Avant d’être l’art martial codifié qu’on connaît aujourd’hui, la capoeira s’est développée au sein des quilombos, ces communautés de résistance des esclaves en fuite. Ils mirent au point des techniques de combat qui, élaborées à partir des danses africaines, reposaient sur l’improvisation, l’esquive et la ruse. Dans une période marquée par de nombreuses révoltes collectives contre l’ordre esclavagiste, cette utilisation du corps singulière s’inscrivait dans une optique de survie immédiate et d’autodéfense. Notamment quand il s’agissait d’esquiver les coups de fouet. C’est dans cette continuité historique que le dribble vit le jour dans le football.

La légende officielle veut que l’inventeur du dribble fut une des toutes premières stars du football brésilien, Arthur Friedenreich. Ce fils d’un homme d’affaire allemand et d’une lavandière, fille d’esclaves affranchis, en aurait eu l’idée en évitant une voiture lancée à vive allure. Résumer les débuts du dribble à cette anecdote est une curieuse manière de faire abstraction de tout le contexte décrit plus haut. Friedenreich, qui a longtemps fait figure d’exception, n’en fut pas moins la cible de choix des défenseurs prêts à lui casser les genoux, sous le regard complaisant des arbitres.

Esquiver ce contact hostile était synonyme de protection de son intégrité physique. Sous la république conservatrice café com leite (république des planteurs de café et des grands producteurs de lait mécontents de l’abolition de l’esclavage) les descendants d’esclaves, comme l’ensemble des prolétaires, étaient tenus à l’écart des meilleures équipes des championnats de Rio et Sao Paulo. Ce football, d’inspiration européenne, restait un loisir confisqué par l’élite sociale. Sans parler de l’équipe nationale soumise à partir de 1921 au décret dit de « blancheur » interdisant aux joueurs de couleur d’être sélectionnés. Un football prolétarien avec de réelles prétentions ludiques, se développait donc à l’écart, dans la rue, sur la plage, voire dans les ligues mineures, où les premières feintes de corps furent balbutiées.
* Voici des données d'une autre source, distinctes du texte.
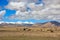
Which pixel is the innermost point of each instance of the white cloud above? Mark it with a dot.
(49, 11)
(2, 13)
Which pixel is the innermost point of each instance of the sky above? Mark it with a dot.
(29, 10)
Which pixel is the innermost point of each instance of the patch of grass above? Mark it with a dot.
(28, 38)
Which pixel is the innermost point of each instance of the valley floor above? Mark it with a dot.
(12, 34)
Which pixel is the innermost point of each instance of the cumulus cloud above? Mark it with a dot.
(50, 10)
(2, 13)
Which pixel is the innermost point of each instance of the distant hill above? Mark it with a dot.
(46, 24)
Du ballon porté dans le “dribbling game” des jeunes bourgeois anglais, aux improvisations corporelles du roi Pelé, le dribble reste une action individuelle, quand la passe est la base de l’action collective. A la fin des années 50, le football brésilien réussira l’amalgame d’individualités, avec une grande liberté de mouvement sur le terrain, au sein du collectif. Ça a donné le Joga Bonito, cette identité de jeu qui mena le Brésil à remporter trois Coupes du Monde entre 1958 et 1970 et dominer le football “scientifique” européen et ses tactiques trop académiques, et globalement calquées sur la division fordiste du travail. Le Joga Bonito est l’une de ces rares expériences alternatives à s’être approchée d’un football réellement ludique. Cet individualisme du dribbleur brésilien est à mettre en parallèle avec la figure populaire du malandro, ce descendant d’esclaves, sans une thune, qui cherche à vivre en esquivant le travail. C’est un “dribbleur social” dont la démarche chaloupée s’appelle également ginga, comme le pas de capoeira. Ce roublard individualiste est un produit de la désintégration de l’économie esclavagiste.
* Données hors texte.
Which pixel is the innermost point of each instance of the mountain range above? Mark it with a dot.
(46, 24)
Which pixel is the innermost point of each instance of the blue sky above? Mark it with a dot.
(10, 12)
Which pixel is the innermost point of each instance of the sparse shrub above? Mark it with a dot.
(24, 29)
L’industrialisation fit pousser les usines comme des champignons. Malgré ça, beaucoup des esclaves libérés par l’abolition de l’esclavage en 1888, se retrouvèrent sans travail, ni moyens de subsistance. Situation propice au développement d’un panel de techniques de débrouille. S’il est plus question de survie quotidienne que d’émancipation collective, il n’y a pas de contradiction entre les deux.

Dans son Éloge de l’esquive, Olivier Guez dresse un parallèle entre le dribbleur brésilien et la figure du malandro: « Figure classique des cultures minoritaires et opprimées, mi-canaille, mi dandy, sans dieu ni maître, le malandro ne compte que sur sa roublardise pour gravir les échelons qui lui sont prohibés.» Dans le panthéon des dribbleurs brésiliens, Garrincha fut celui qui incarna le mieux cette figure. Gamin de la cité ouvrière de Pau Grande, les deux jambes de taille inégale arquées par une malformation de naissance, il maîtrisait l’atout principal du malandro : un sens aigu de l’entourloupe. Surnommé “La joie du peuple”, il fut l’un des derniers interprètes majeurs de ce football ludique.
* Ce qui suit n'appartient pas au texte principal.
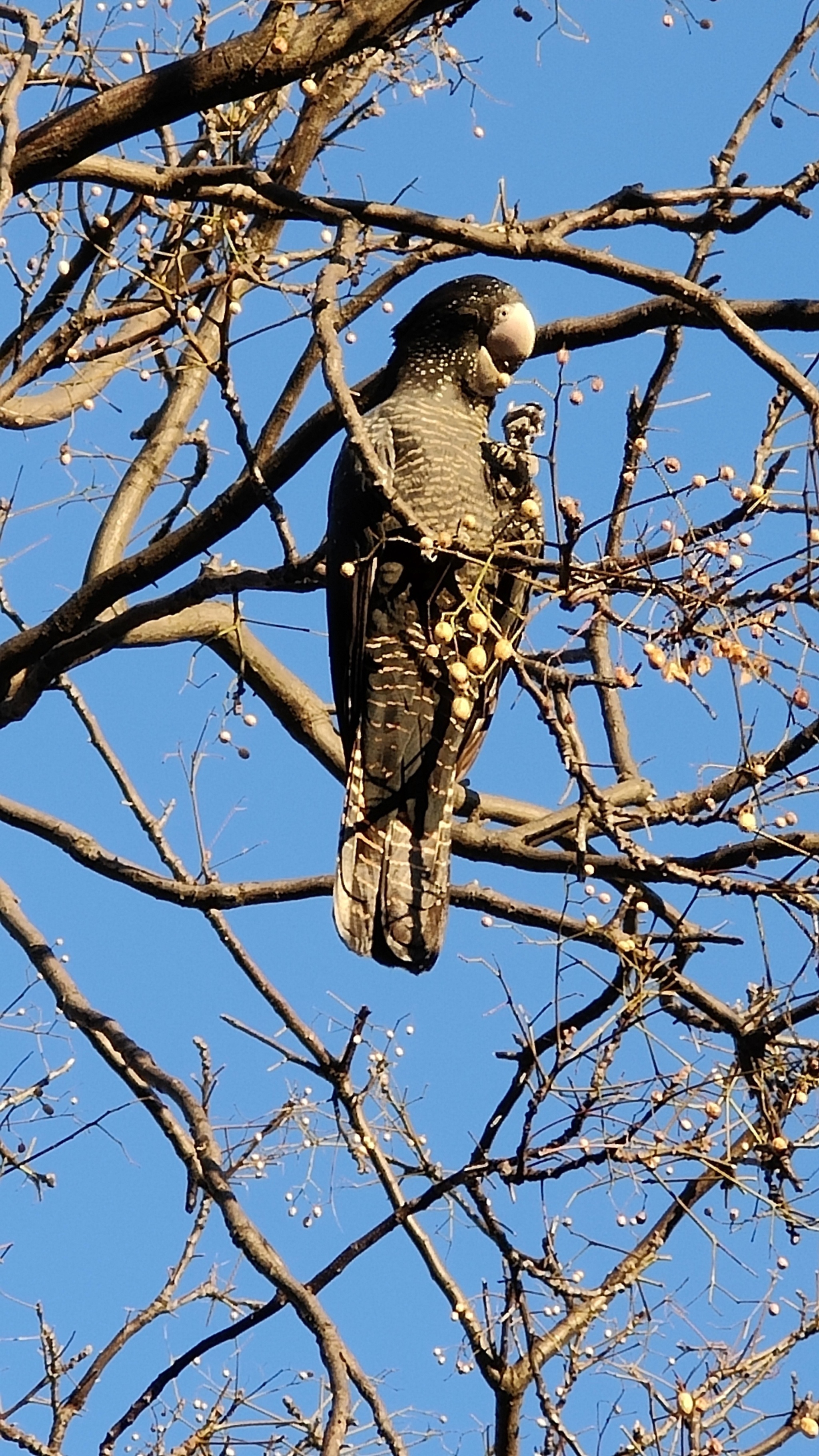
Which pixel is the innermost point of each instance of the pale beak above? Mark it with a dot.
(512, 338)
Car la suite s’est écrite dans l’ère du football moderne et son évolution marchande, au cœur de la restructuration du capitalisme mondial des années 70. Le dribble s’est adapté sans soucis à la commercialisation des droits télé, aux contrats publicitaires et à l’individualisation des plans de carrière où les talents se monnayent sur le marché des transferts, comme n’importe quelle autre marchandise. Comme le dit l’anthropologue Roberto da Matta : « Maintenant, pour gagner à la loterie, devenir célèbre, l’individu ambitieux, comme le footballeur, doit être un excellent dribbleur. »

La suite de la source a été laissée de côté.